Having trouble with the IRS site? Try all caps - quickthrower2
https://www.latimes.com/business/story/2020-04-27/irs-website-hack-coronavirus-stimulus-checks-all-caps
======
paypalcust83
Fun fact: The IRS Economic Impact Payment (EIP) site for non-filers is run by
Intuit. [0]

You gotta love those who lobby against simplifying tax processes and harvest
data on behalf of the IRS. And, I'm absolutely convinced Intuit will treat
that sensitive data with the utmost respect and would never, ever resell a
list of people who haven't filed taxes in a couple of years in order to
discriminate against them in loan applications, leases, and purchases.

0\.
[https://www.freefilefillableforms.com/static/privacy_stateme...](https://www.freefilefillableforms.com/static/privacy_statement.html)

------
danso
So this worked for me, but I hadn't tried since a couple weeks ago (maybe the
all-caps thing was fixed by yesterday?).
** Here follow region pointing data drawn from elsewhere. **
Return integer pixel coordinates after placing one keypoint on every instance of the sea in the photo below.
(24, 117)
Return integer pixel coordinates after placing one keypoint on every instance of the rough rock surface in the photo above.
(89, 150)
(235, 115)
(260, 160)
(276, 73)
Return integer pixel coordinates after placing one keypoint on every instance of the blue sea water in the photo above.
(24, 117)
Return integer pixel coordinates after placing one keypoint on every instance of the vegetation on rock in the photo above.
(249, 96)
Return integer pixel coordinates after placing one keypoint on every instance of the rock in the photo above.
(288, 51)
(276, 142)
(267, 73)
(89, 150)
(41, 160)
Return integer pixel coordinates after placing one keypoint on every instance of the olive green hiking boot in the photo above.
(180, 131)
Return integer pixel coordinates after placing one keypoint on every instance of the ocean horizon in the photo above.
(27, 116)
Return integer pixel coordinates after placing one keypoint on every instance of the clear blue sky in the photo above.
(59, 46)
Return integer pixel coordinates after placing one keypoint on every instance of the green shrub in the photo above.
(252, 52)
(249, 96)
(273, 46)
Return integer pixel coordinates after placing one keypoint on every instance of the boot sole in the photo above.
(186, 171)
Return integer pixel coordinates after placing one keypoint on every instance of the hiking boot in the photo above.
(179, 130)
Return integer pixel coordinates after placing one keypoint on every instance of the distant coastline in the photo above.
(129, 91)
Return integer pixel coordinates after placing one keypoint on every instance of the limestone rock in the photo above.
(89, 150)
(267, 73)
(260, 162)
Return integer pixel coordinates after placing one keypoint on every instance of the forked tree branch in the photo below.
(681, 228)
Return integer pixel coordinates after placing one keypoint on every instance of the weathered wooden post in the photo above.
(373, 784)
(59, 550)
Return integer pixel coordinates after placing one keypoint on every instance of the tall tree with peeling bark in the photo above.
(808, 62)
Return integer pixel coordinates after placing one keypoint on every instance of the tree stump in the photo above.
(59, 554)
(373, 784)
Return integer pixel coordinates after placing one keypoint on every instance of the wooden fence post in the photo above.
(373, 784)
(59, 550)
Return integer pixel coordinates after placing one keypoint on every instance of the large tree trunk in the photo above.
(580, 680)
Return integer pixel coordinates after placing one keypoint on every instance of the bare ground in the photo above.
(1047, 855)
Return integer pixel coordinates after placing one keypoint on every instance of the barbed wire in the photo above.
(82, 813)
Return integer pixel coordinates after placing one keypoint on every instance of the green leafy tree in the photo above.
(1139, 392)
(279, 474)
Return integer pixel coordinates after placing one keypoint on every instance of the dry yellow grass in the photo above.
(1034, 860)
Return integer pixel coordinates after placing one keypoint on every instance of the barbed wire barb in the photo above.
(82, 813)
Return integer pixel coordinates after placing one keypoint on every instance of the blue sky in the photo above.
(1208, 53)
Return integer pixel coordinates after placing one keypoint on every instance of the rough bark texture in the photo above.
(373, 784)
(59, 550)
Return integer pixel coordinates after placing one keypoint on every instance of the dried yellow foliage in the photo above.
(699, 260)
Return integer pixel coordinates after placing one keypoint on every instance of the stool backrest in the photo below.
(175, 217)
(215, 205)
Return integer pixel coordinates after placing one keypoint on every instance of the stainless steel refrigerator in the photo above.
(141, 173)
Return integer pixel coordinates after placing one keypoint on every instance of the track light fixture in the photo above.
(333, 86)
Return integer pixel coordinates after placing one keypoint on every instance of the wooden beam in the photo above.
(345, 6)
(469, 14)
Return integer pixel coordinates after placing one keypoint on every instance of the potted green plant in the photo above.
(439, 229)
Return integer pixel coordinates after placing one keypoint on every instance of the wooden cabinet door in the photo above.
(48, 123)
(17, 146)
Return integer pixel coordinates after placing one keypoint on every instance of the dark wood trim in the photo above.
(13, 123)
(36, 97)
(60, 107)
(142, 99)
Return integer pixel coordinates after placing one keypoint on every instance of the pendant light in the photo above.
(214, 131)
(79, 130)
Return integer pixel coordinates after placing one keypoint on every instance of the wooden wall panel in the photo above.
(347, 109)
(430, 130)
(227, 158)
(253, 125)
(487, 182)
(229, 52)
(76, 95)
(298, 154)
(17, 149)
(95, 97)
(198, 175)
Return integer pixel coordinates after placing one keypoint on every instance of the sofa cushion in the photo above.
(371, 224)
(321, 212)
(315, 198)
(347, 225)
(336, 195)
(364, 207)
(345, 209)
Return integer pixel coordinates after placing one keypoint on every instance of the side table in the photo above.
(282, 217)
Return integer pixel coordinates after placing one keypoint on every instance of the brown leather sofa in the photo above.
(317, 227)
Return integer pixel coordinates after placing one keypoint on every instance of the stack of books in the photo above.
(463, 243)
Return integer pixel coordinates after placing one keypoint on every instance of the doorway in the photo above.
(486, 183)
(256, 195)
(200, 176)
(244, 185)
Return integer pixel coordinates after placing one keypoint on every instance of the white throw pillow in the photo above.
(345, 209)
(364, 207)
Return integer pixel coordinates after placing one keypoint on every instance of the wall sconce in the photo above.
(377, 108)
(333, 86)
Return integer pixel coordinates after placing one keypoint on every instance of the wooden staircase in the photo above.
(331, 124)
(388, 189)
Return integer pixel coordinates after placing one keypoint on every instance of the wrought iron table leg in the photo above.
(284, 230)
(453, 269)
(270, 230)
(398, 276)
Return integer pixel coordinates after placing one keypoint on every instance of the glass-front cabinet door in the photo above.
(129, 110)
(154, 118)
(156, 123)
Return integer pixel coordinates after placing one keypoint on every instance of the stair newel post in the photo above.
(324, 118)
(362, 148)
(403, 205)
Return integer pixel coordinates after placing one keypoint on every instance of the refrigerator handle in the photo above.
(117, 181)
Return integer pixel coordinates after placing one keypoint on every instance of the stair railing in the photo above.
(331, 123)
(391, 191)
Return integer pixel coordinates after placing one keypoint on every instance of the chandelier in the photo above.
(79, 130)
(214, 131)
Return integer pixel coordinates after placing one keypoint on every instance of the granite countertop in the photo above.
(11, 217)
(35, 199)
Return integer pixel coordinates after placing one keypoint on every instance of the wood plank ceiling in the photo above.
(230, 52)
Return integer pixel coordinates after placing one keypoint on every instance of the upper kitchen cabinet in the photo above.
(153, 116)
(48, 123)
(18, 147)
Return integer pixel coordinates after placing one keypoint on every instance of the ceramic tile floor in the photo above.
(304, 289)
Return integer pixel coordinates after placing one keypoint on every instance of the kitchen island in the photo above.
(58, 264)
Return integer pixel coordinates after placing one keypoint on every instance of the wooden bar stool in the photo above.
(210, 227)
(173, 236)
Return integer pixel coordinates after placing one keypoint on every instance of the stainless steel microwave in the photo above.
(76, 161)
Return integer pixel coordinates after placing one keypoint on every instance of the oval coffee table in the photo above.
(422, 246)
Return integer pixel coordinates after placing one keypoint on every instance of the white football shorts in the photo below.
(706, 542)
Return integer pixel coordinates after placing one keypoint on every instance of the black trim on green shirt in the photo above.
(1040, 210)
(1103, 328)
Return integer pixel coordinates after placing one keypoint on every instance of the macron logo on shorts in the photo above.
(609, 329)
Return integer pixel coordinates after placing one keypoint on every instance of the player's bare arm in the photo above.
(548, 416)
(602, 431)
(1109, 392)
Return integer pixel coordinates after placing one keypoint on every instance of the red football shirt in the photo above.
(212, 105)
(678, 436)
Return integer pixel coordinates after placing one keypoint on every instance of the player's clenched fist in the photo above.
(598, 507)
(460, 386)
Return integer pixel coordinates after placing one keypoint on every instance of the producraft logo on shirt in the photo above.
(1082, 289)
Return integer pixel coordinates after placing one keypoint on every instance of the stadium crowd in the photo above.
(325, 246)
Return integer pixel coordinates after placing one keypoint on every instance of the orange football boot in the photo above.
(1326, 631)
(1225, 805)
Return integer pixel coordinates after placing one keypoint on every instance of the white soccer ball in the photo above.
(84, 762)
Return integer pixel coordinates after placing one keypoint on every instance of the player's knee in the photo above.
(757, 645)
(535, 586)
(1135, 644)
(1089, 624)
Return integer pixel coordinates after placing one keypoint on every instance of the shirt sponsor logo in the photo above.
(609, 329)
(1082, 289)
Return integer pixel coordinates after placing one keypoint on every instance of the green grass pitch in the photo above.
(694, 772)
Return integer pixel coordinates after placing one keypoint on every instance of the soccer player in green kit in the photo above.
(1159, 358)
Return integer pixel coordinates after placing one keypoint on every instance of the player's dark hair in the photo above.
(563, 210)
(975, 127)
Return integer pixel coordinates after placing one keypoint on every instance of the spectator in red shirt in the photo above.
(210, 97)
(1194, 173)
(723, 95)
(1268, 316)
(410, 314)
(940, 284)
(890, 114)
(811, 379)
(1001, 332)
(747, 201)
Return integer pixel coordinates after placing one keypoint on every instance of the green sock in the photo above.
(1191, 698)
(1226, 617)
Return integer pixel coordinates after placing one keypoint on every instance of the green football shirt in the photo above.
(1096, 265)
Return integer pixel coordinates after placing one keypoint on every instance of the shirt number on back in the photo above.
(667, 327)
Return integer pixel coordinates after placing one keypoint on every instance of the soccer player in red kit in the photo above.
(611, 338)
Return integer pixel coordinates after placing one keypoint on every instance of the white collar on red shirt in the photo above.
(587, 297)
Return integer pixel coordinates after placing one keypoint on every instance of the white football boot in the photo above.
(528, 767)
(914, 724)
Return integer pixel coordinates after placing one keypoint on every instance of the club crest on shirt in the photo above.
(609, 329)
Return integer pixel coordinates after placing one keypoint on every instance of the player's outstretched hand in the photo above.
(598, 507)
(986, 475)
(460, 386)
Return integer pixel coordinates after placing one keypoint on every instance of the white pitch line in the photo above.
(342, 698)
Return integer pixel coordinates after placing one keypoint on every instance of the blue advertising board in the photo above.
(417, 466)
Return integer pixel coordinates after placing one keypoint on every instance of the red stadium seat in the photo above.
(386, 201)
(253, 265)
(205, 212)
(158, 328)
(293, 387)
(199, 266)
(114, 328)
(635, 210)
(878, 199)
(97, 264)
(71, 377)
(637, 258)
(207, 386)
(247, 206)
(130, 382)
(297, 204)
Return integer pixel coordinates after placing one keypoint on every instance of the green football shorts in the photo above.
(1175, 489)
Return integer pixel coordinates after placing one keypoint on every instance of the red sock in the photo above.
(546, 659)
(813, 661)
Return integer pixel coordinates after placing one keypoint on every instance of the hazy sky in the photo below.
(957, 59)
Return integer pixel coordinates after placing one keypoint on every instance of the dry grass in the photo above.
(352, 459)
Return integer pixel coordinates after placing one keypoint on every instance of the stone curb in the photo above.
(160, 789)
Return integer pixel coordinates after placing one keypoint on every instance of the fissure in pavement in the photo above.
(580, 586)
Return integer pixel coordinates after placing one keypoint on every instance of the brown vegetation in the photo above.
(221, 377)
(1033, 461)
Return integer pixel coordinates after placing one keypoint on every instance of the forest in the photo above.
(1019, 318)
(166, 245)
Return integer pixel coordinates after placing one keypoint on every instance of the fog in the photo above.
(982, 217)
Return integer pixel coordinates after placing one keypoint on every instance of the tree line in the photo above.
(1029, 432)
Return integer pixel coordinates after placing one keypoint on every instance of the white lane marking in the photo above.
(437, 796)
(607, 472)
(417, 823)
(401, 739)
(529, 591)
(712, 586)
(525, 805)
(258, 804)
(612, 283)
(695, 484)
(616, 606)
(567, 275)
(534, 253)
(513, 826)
What's funny is that the subsequent
step (verifying tax info) had a couple of other old-school slightly bad
practices:

\- Blocking copy-paste of my bank account information

\- Input value for income can't contain commas or a dollar sign

\- Obscuring input field of SSN as if it were a password (I suppose this might
not seem wrong to some folks, but technically SSN isn't a password and most
other sites I've used don't treat it like a password)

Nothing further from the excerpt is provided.